Am 8. April 2024 sollten die AG-eTwinning, Herr Schreiner, der diese AG leitet, und Frau Scherf um 7:00 Uhr vom Saarburger Bahnhof in Richtung Tschechien abfahren.
Um eines schon mal vorwegzunehmen: Der Plan war eigentlich, dass wir abends um 21 Uhr in Tschechien ankommen sollten, allerdings mussten wir kurzfristig eine Zwischenübernachtung in Dresden machen und waren erst am nächsten Morgen um 9 Uhr in Tschechien. Der erste Zug, den wir nehmen sollten, hatte 30 Minuten Verspätung und aufgrund von Störungen auf der Strecke haben wir zwischendurch länger gehalten und haben deswegen den anderen geplanten Zug nicht mehr bekommen.
Tag #1 (Dienstag)
- Wir wurden um 9 Uhr in Hora Svaté Kateřiny direkt in der Schule von unserer Gastklasse begrüßt. Wir konnten nach der langen Reise unsere Sachen abstellen und etwas essen, bevor wir zusammen mit der Gastklasse am Vormittag Kennenlernspiele gespielt haben.
- Am Nachmittag wurden wir in deutsch-tschechische Gruppen eingeteilt, um an einer Schnitzeljagd teilzunehmen. Am Ende sind wir an einer Hütte herausgekommen, die zu einer Mine gehört hat. Wir wurden mit Helmen ausgestattet und haben einen Gang durch die Mine unternommen.

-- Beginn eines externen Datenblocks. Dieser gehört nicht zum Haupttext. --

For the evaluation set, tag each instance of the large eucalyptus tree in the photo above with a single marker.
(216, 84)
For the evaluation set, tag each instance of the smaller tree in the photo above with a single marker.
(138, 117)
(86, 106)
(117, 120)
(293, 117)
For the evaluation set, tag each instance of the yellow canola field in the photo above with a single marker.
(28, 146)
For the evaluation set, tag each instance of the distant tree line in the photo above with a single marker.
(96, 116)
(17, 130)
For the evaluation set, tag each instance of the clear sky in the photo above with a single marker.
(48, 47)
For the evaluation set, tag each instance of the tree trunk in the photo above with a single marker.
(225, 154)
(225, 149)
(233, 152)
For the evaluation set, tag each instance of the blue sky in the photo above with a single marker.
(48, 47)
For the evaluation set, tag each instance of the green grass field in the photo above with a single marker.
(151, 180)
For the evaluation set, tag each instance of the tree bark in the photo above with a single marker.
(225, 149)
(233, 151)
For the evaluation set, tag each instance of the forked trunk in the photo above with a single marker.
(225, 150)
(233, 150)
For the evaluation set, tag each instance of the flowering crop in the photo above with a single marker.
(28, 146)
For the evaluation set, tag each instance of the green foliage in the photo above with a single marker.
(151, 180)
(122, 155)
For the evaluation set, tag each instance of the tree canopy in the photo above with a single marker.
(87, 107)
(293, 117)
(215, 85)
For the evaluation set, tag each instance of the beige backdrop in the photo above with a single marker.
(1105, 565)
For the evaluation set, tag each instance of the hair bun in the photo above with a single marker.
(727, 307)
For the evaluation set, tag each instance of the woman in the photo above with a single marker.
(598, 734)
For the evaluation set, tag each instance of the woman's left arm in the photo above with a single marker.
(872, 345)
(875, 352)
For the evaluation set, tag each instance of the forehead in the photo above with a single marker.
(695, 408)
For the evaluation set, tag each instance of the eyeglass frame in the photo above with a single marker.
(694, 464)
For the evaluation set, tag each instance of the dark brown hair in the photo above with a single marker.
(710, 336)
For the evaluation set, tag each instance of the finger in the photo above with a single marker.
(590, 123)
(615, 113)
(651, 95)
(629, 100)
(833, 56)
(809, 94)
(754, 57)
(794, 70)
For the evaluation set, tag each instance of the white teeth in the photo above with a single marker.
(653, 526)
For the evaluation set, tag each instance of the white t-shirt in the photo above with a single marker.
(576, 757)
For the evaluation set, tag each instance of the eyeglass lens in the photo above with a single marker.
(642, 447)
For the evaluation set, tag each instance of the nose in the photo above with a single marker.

- Um 16 Uhr konnten wir uns das erste Mal in der Jugendherberge entspannen und unsere Zimmer erkunden.
- Wir hatten auch ein Abendprogramm, bei dem wir mit den Gastschülern Koordinationsspiele gespielt haben…
Tag #2 (Mittwoch)
Nach unserem ersten Frühstück in Tschechien sind wir um 8 Uhr gemeinsam mit unserer Gastklasse in die Großstadt nebenan, Litvínov, mit dem Bus gefahren. Dort haben wir am Vormittag die ecology school Humanitas besucht, wo wir chemische Experimente gemacht haben, z.B. in welcher Farbe eine Flamme leuchtet, wenn man verschiedene Metalle darin verbrennt.
- Wir haben dort in der Schule auch in deren Kantine Mittagessen gegessen.
- Um 13 Uhr sind wir mit der Straßenbahn in die Stadt Most zu einer historischen Kirche gefahren, wo wir viel über die Geschichte der Kirche erfahren haben. Besonders faszinierend war, dass die Kirche vor ca. 50 Jahren um fast 800 m verschoben wurde, weil man an die Kohlevorkommen darunter wollte.

- Im Anschluss hatten wir Teamspiele mit Lasertag auf dem Programm und haben dann dort den Rest des Nachmittags verbracht
- Abends hatten wir zur freien Verfügung und blieben in der Jugendherberge und auf dem Sportplatz nebenan.
Tag #3 (Donnerstag)
- Am nächsten Morgen sind wir in die Schule gekommen und haben den Unterricht in verschiedenen Klassen besucht. Außerdem hatten wir eine Stunde Hauswirtschaft und konnten noch vor dem Mittagessen Kartoffelpfannkuchen backen (auf tschechisch: Bramboráky) und verköstigen.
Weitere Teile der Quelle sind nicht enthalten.